Fourth, the Republic of Korea, Japan, and Taiwan have independently established standards to evaluate causality between vaccination and injuries. Under the guidance of government-led expert committees, these countries assess the causal relationship between vaccines and injuries for compensation purposes, relying on epidemiological and medical evidence. A causal relationship is generally recognized when there is a temporal association between the administration of the vaccine and the subsequent injury, and it is improbable that the injury was caused by factors other than the vaccination [
29–
31]. However, Japan and Taiwan employ relatively lenient standards in recognizing claims for vaccine injury compensation. In these countries, compensation may be granted even in cases where a causal link between the vaccination and the injury cannot be definitively established. In contrast, the Republic of Korea applies a more relaxed standard specifically for COVID-19 vaccine injury compensation. Here, medical expenses are covered even if causality is difficult to establish, provided that the likelihood of the injury being caused by other factors is not greater than that of it being caused by the vaccine [
22].
Fifth, in the Republic of Korea, Japan, and Taiwan, compensation is typically paid as a lump sum, with the amount determined by considering the level of disability. In Japan, however, pension payments are also taken into account. Additionally, the compensation calculation considers the type of vaccination and the characteristics of the target population. In Taiwan, compensation amounts vary and are set within minimum and maximum limits, based on the level of causal relationship and the severity of the injury. When comparing the available benefits for compensation, it is evident that the VICPs in Japan and Taiwan offer more detailed items and standards than the VICP in the Republic of Korea.

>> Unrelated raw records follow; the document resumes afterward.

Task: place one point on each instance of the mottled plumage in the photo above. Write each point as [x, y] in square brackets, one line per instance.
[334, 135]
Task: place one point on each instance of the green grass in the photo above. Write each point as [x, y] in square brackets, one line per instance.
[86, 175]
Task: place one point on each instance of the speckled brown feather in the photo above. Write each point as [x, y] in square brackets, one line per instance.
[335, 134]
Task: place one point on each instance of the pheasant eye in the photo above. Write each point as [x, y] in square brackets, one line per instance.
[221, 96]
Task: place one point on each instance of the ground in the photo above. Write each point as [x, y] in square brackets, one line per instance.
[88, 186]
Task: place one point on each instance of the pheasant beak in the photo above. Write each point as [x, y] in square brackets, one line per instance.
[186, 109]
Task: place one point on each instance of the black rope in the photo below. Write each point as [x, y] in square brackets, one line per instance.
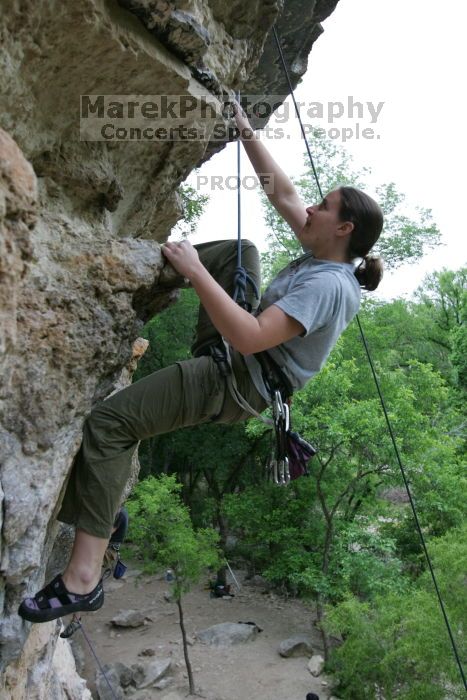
[388, 422]
[112, 692]
[241, 278]
[297, 111]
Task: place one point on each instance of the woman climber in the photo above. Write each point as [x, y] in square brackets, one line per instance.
[298, 320]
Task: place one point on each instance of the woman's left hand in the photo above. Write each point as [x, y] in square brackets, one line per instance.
[182, 256]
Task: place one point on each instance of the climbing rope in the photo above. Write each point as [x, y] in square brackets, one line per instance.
[241, 278]
[378, 387]
[77, 624]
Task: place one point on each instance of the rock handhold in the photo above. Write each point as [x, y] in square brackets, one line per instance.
[227, 633]
[315, 665]
[296, 646]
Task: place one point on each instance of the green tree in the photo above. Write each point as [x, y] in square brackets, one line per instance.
[163, 537]
[398, 647]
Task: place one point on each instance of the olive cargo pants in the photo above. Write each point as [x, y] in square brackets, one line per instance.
[185, 394]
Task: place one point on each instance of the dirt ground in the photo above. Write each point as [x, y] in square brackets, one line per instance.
[253, 670]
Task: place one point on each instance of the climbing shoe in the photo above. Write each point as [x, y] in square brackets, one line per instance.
[54, 600]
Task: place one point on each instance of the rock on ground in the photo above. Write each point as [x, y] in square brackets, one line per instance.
[315, 665]
[296, 646]
[227, 633]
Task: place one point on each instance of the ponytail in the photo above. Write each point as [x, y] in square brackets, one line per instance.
[367, 218]
[370, 272]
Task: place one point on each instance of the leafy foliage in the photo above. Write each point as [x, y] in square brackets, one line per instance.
[163, 535]
[398, 646]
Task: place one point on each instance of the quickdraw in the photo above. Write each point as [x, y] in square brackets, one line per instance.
[278, 466]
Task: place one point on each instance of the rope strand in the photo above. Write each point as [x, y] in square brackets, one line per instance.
[80, 624]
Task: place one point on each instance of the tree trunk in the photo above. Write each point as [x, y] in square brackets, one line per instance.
[222, 572]
[191, 681]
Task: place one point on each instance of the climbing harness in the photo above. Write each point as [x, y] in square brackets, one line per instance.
[378, 388]
[290, 453]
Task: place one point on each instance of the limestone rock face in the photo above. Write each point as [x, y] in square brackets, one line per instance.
[81, 223]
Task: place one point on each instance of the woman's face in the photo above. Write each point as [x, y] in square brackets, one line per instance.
[322, 225]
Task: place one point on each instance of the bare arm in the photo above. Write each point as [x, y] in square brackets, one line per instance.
[283, 197]
[246, 333]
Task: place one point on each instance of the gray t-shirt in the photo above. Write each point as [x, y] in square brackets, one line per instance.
[323, 296]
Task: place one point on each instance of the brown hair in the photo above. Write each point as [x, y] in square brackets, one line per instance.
[367, 218]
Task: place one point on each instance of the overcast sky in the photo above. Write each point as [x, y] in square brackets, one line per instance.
[412, 57]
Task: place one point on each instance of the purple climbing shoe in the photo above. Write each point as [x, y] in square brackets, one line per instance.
[54, 600]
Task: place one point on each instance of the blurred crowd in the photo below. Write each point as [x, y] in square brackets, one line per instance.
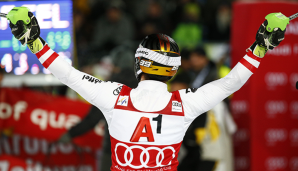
[107, 34]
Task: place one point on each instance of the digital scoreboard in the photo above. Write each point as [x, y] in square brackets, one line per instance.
[55, 21]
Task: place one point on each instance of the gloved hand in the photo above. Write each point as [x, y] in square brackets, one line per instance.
[28, 34]
[266, 41]
[65, 138]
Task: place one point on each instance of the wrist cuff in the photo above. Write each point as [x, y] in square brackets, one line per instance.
[36, 45]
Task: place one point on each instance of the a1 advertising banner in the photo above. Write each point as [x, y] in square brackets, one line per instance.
[30, 123]
[266, 108]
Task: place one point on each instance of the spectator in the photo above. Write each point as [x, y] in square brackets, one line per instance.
[189, 33]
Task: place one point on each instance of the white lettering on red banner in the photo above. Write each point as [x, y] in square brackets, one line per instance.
[273, 79]
[275, 107]
[276, 163]
[273, 136]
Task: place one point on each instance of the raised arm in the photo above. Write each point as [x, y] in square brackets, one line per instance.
[95, 91]
[198, 101]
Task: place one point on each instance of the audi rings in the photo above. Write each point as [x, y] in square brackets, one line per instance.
[145, 151]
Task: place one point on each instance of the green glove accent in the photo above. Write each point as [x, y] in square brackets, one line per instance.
[36, 45]
[257, 50]
[276, 20]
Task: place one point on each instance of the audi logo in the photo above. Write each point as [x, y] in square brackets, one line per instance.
[276, 78]
[274, 163]
[294, 107]
[275, 107]
[239, 107]
[294, 79]
[145, 151]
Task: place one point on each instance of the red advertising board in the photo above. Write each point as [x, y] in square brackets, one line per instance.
[266, 108]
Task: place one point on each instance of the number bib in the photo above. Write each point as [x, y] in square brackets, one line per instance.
[146, 140]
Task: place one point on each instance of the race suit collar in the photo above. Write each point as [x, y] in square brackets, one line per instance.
[152, 85]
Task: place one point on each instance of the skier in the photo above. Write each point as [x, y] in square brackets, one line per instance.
[147, 124]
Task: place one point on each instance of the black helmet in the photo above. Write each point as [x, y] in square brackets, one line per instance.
[158, 56]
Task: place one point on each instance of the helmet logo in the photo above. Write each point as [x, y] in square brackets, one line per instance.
[145, 63]
[142, 52]
[175, 68]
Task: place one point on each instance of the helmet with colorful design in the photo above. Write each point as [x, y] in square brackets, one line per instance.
[158, 57]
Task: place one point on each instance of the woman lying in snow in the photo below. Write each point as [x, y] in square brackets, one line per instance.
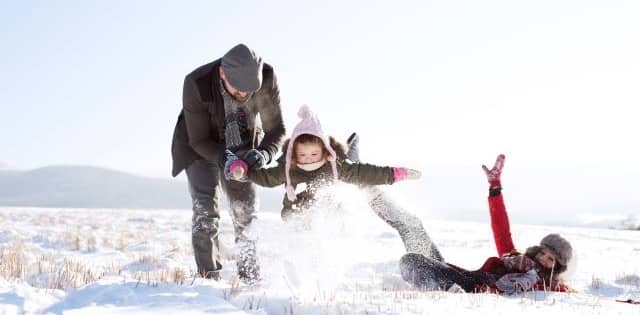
[538, 268]
[314, 161]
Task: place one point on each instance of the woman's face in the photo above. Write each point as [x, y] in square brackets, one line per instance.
[546, 258]
[307, 153]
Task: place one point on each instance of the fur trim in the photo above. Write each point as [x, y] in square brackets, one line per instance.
[341, 148]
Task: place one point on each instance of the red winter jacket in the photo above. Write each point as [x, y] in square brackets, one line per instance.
[504, 246]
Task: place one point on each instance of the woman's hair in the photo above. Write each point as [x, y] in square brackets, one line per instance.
[308, 138]
[548, 274]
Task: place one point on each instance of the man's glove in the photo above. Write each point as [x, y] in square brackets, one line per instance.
[493, 175]
[257, 158]
[234, 167]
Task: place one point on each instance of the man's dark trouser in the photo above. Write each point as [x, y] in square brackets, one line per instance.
[430, 274]
[204, 177]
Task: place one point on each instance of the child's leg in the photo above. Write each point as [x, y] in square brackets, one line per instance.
[410, 228]
[428, 274]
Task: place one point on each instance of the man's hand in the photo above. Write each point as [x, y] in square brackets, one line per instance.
[256, 158]
[493, 175]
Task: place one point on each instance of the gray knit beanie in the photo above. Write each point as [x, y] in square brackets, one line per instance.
[559, 246]
[243, 68]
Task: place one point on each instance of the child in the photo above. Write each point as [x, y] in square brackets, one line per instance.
[317, 161]
[538, 268]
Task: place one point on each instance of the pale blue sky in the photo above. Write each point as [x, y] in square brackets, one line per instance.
[550, 83]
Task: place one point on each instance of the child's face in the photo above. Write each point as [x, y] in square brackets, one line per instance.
[307, 153]
[546, 258]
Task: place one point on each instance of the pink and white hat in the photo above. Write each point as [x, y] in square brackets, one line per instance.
[308, 125]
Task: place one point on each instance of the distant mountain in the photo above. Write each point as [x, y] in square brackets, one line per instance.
[89, 187]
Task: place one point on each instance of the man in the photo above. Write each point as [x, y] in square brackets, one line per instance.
[232, 103]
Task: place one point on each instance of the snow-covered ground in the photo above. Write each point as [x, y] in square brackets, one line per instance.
[88, 261]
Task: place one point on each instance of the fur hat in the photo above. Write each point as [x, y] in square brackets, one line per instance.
[308, 125]
[559, 246]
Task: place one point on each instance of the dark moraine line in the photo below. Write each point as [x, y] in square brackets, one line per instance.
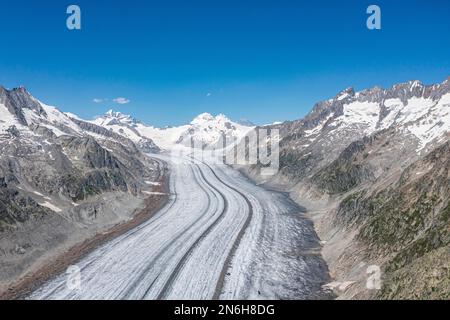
[183, 260]
[227, 263]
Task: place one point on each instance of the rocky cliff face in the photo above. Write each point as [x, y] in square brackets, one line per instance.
[372, 169]
[61, 180]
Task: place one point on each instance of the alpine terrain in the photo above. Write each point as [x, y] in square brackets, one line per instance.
[359, 207]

Finally, this review examined the VICPs in Japan and Taiwan, noting their cultural and institutional similarities, and offers insights into the current situation in the Republic of Korea with a focus on key issues. Over the long term, the VICP could become an integral part of social welfare and be implemented as a policy. Therefore, to facilitate future policy changes, it will be essential to thoroughly discuss and study these key issues and explore ways to introduce the necessary expertise to build a social consensus.